20 countries pledge to stop public funding of fossil fuel projects abroad by 2022

Twenty countries, including the United States and Canada have agreed to stop public funding of fossil fuel projects abroad by the end of 2022 and instead steer spending into clean energy.

The commitment has been termed as a “historic” step by climate change campaigners, although it did not include major Asian countries responsible for the bulk of such financing abroad such as China.

The deal goes much further than the pledge by the G20 countries to halt overseas funding of coal powered energy plants.

The twenty countries that signed the pledge include Denmark, Finland, Italy, Costa Rica, Gambia, Ethiopia, the Marshall Islands, New Zealand and five development institutions including the European Investment Bank and the East African Development Bank.

“We will end new direct public support for the international unabated fossil fuel energy sector by the end of 2022,” they said in a declaration.

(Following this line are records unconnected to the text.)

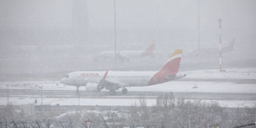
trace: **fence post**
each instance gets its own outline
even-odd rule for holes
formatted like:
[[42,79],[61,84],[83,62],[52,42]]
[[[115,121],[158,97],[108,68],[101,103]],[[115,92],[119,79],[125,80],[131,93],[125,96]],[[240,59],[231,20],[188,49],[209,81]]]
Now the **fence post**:
[[87,128],[87,127],[86,127],[86,126],[85,126],[85,125],[84,125],[84,124],[83,123],[82,123],[82,124],[83,124],[83,125],[84,125],[84,127],[85,127],[86,128]]
[[3,117],[3,118],[5,120],[5,128],[7,128],[7,120],[6,120],[6,119],[4,117]]
[[38,125],[38,127],[39,127],[39,128],[40,128],[40,125],[39,125],[39,124],[38,124],[38,123],[37,123],[37,122],[36,121],[35,121],[35,123],[36,123],[37,124],[37,125]]
[[62,126],[62,127],[64,128],[64,126],[63,126],[63,125],[62,125],[62,124],[61,124],[61,123],[60,122],[59,122],[59,123],[60,123],[61,125],[61,126]]
[[105,119],[104,119],[103,118],[103,117],[102,117],[102,116],[100,116],[100,117],[101,117],[101,118],[103,119],[103,120],[104,120],[104,124],[103,125],[104,125],[104,128],[106,128],[106,121],[105,120]]
[[26,128],[26,127],[25,126],[25,125],[24,124],[24,123],[23,123],[22,122],[22,121],[21,121],[20,122],[21,122],[22,124],[22,125],[23,125],[23,126],[24,127],[24,128]]
[[15,123],[15,122],[14,122],[14,121],[13,121],[13,120],[11,118],[11,119],[12,120],[13,122],[13,124],[14,124],[14,125],[15,125],[14,126],[15,126],[15,127],[16,128],[17,128],[17,127],[18,126],[17,126],[17,125],[16,124],[16,123]]

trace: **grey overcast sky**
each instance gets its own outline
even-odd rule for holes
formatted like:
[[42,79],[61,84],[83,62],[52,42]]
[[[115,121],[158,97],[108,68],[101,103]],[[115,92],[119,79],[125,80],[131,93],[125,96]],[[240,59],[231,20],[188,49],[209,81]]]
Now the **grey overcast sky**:
[[[81,1],[83,4],[79,4]],[[189,46],[192,43],[193,48],[196,48],[194,44],[198,40],[197,0],[116,1],[118,42],[148,42],[156,39],[163,44],[173,42]],[[219,18],[223,19],[224,41],[228,42],[234,38],[238,42],[237,46],[256,47],[255,5],[254,0],[200,0],[200,40],[204,42],[202,47],[215,46],[206,42],[218,41]],[[38,39],[36,35],[42,34],[45,36],[40,36],[46,37],[46,41],[53,42],[48,43],[51,45],[72,44],[70,42],[75,40],[72,37],[76,38],[68,35],[74,30],[83,29],[86,30],[79,30],[79,33],[88,33],[84,34],[88,40],[83,44],[111,43],[114,40],[113,7],[113,0],[1,0],[0,30],[3,37],[0,41],[2,44],[13,42],[14,45],[39,45],[40,41],[35,41]],[[81,10],[83,12],[80,13]],[[74,24],[80,20],[86,24],[85,28],[76,28]],[[17,32],[16,35],[7,36],[6,31],[18,32]],[[39,34],[30,36],[31,31]],[[54,34],[56,38],[66,40],[58,42],[52,39],[54,36],[47,35],[49,31],[58,31]],[[59,35],[59,31],[67,33]],[[28,41],[24,36],[34,39]],[[14,38],[22,42],[12,41]]]

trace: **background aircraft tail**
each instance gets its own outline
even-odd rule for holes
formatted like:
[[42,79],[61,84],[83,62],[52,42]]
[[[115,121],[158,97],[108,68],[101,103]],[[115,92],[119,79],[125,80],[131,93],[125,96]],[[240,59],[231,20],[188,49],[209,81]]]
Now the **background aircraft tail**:
[[229,44],[228,44],[227,47],[230,49],[233,49],[234,48],[234,41],[236,40],[235,39],[233,39],[229,43]]
[[228,45],[226,47],[223,47],[222,49],[222,53],[225,53],[234,50],[234,44],[235,40],[236,39],[233,39],[230,43],[229,43],[229,44],[228,44]]
[[179,71],[182,49],[176,49],[164,66],[151,78],[148,85],[166,82],[174,79]]
[[140,57],[143,57],[152,54],[155,50],[156,42],[155,40],[152,41],[146,49],[141,54]]

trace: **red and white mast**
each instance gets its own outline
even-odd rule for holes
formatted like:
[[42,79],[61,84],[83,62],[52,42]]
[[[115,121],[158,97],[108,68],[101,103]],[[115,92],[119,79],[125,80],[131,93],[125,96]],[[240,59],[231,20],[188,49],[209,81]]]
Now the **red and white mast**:
[[219,23],[219,31],[218,35],[219,37],[219,72],[221,72],[225,71],[221,69],[221,22],[222,22],[222,19],[218,19],[217,21]]

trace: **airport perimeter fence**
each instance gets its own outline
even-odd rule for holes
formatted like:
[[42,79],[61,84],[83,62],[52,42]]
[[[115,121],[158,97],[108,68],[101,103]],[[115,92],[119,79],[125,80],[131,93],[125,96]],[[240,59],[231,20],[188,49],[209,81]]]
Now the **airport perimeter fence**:
[[165,125],[105,125],[104,128],[165,128]]
[[[15,119],[11,118],[7,119],[3,117],[0,117],[0,128],[69,128],[84,127],[89,128],[88,124],[81,123],[80,124],[73,124],[70,117],[66,121],[59,121],[53,119],[44,119],[35,121],[24,120],[22,119]],[[133,124],[107,124],[105,120],[100,127],[104,128],[165,128],[165,125],[163,123],[161,125],[138,125]],[[91,127],[91,128],[93,127]]]

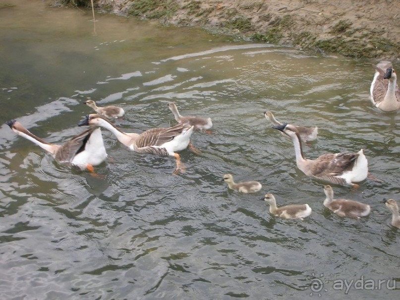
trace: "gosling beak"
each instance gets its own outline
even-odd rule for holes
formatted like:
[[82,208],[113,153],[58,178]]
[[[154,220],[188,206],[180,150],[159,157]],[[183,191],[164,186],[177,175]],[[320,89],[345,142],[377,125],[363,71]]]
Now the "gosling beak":
[[392,77],[392,68],[386,69],[386,74],[383,76],[384,79],[389,79]]
[[5,123],[7,124],[8,126],[10,126],[10,128],[12,128],[12,125],[14,125],[14,123],[17,121],[17,120],[10,120],[9,121],[6,121]]
[[88,126],[89,125],[89,115],[86,115],[86,116],[82,120],[79,121],[78,123],[78,126]]
[[284,130],[285,129],[285,127],[287,125],[287,123],[284,123],[282,125],[274,125],[274,126],[272,126],[272,128],[273,128],[274,129],[278,129],[280,131],[283,132]]

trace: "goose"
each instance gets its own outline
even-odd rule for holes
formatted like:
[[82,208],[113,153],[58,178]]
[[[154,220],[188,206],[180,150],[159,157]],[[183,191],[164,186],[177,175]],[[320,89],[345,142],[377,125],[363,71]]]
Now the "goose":
[[296,163],[307,176],[311,176],[333,183],[347,184],[354,188],[368,175],[368,161],[361,149],[355,153],[326,153],[312,160],[304,158],[298,131],[293,125],[284,124],[273,126],[290,137],[294,145]]
[[381,61],[374,66],[375,73],[370,90],[372,103],[384,112],[398,110],[400,109],[400,89],[392,63]]
[[211,118],[204,118],[200,117],[187,116],[183,117],[178,111],[178,109],[175,103],[170,102],[168,104],[170,110],[173,114],[176,121],[187,127],[194,126],[195,129],[207,130],[213,127],[213,122]]
[[100,165],[107,158],[98,127],[91,126],[60,145],[51,144],[38,137],[16,120],[7,121],[5,123],[18,135],[50,152],[56,161],[76,167],[81,171],[87,170],[94,175],[93,166]]
[[393,199],[383,200],[386,206],[392,211],[392,222],[391,224],[395,227],[400,228],[400,215],[399,213],[399,206],[397,202]]
[[[264,113],[265,118],[271,122],[273,125],[275,126],[279,126],[283,125],[283,123],[278,121],[272,113],[271,112],[265,112]],[[297,126],[294,125],[297,131],[300,134],[300,138],[302,141],[304,142],[313,141],[317,138],[317,135],[318,134],[318,127],[305,127],[304,126]],[[290,138],[285,134],[283,132],[281,132],[282,135],[286,138]]]
[[105,106],[100,107],[96,105],[96,102],[93,100],[87,100],[85,103],[86,105],[91,107],[99,115],[108,118],[109,119],[117,119],[118,117],[122,117],[125,114],[125,111],[120,107],[117,106]]
[[261,183],[258,181],[251,181],[235,183],[233,181],[233,177],[231,174],[225,174],[223,180],[228,184],[228,186],[230,189],[244,194],[258,192],[262,187]]
[[300,219],[311,214],[311,208],[308,204],[286,205],[277,207],[277,201],[272,194],[266,194],[263,200],[270,205],[270,212],[275,216],[285,219]]
[[368,204],[353,200],[334,199],[333,189],[330,185],[324,186],[324,192],[326,196],[324,206],[340,217],[359,219],[368,216],[371,212],[371,207]]
[[177,174],[184,171],[180,156],[175,152],[185,149],[190,141],[193,126],[186,127],[180,124],[170,128],[153,128],[140,134],[124,132],[97,114],[87,115],[81,120],[78,126],[98,126],[108,129],[118,140],[132,151],[139,153],[151,153],[160,156],[175,158]]

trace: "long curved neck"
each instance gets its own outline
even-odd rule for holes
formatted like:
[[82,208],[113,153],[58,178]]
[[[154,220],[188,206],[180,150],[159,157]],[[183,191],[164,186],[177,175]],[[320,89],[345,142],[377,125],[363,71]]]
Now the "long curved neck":
[[270,120],[270,122],[272,123],[275,126],[279,126],[280,125],[282,125],[283,124],[281,122],[279,122],[277,120],[277,119],[275,119],[275,117],[274,117],[274,115],[271,114],[270,115],[267,115],[268,117],[268,120]]
[[386,102],[397,102],[396,94],[396,77],[392,76],[389,79],[388,91],[386,92],[386,94],[385,95],[385,98],[384,99],[384,101]]
[[326,206],[328,205],[333,200],[333,193],[330,191],[326,191],[325,195],[326,198],[324,200],[324,205]]
[[394,222],[395,221],[397,221],[398,220],[400,220],[400,214],[399,213],[399,207],[398,206],[395,206],[393,207],[391,209],[392,212],[393,213],[393,214],[392,215],[392,222]]
[[182,116],[179,113],[176,106],[175,105],[172,106],[171,108],[171,111],[172,112],[172,113],[173,114],[173,116],[175,117],[175,120],[176,120],[177,122],[179,122],[179,120],[182,119]]
[[294,145],[294,153],[296,154],[296,163],[297,165],[297,168],[303,171],[304,163],[309,160],[304,158],[304,156],[303,155],[303,148],[298,133],[296,132],[295,135],[293,136],[291,139],[293,141],[293,144]]
[[50,143],[46,142],[40,137],[36,136],[25,128],[18,128],[18,129],[16,129],[15,132],[18,135],[20,135],[22,137],[24,137],[26,139],[34,143],[41,148],[48,151],[53,155],[56,154],[56,152],[57,152],[58,148],[61,147],[59,145],[51,144]]
[[275,214],[277,212],[277,210],[278,210],[278,207],[277,207],[277,202],[276,201],[273,201],[271,202],[269,202],[270,204],[270,212],[271,214]]
[[139,136],[138,133],[124,132],[110,122],[103,119],[100,119],[99,125],[111,131],[118,141],[127,147],[130,146],[134,140]]

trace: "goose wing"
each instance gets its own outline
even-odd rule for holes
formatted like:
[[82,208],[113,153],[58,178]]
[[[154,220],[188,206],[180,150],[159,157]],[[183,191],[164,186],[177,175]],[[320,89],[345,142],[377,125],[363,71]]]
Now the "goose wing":
[[55,158],[60,162],[70,162],[74,157],[85,150],[86,143],[96,127],[90,127],[73,137],[59,147]]
[[358,155],[358,153],[324,154],[314,161],[311,172],[315,177],[332,180],[335,177],[350,171]]
[[182,133],[184,128],[183,126],[179,124],[169,128],[160,127],[149,129],[140,134],[136,141],[136,146],[140,148],[162,146]]

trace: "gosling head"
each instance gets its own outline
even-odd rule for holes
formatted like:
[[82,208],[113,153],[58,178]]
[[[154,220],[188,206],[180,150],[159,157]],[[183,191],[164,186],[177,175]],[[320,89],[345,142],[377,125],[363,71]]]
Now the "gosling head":
[[79,121],[78,126],[100,126],[101,122],[104,119],[97,114],[91,114],[86,115],[85,118]]
[[224,179],[223,180],[227,182],[231,182],[233,181],[233,177],[230,174],[225,174],[224,176]]

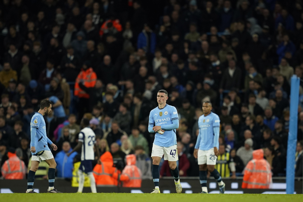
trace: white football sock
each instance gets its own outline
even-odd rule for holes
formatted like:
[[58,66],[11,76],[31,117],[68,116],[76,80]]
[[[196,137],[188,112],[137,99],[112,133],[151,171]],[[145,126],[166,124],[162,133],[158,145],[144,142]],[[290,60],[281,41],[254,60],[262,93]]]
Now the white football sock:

This covers coal, oil and gas projects that are “unabated”, which means they burn fossil fuels without using technology to capture the resulting CO2 emissions.

The deal allows for exemptions in unspecified “limited” circumstances, which however must be consistent with the Paris Agreement’s target to cap global warming at 1.5C.

According to an analysis by Oil Change International, a non profit organization, countries that signed the pledge have together invested nearly $18 billion on average each year in international fossil fuel projects from 2016-2020.

No Asian countries were included.

China, South Korea and Japan are the biggest backers of foreign fossil fuel projects in the G20, with most of that support going to oil and gas projects.

COP26 is also increasing pressures on financial institutions and governments to stop funding coal, oil and gas projects responsible for producing the greenhouse gas emissions that are driving climate change, both at home and abroad.

“The world has no more space or time left to accommodate the expansion of fossil fuel energy,” said Lidy Nacpil of the non-profit Asian Peoples’ Movement for Debt and Development.

Earlier this year, while Britain stopped direct government support for new fossil fuel projects overseas, on Wednesday, Denmark said it would do the same, with exemptions for some gas projects that meet “strict conditions” until 2025.

The European Investment Bank has also committed to end oil and gas project funding by this year.

According to analysts at Bernstein, investments of around $2 to 4 trillion per year in low-carbon sectors and industries until 2050 to keep the global temperature from rising by more than 1.5 degrees Celsius.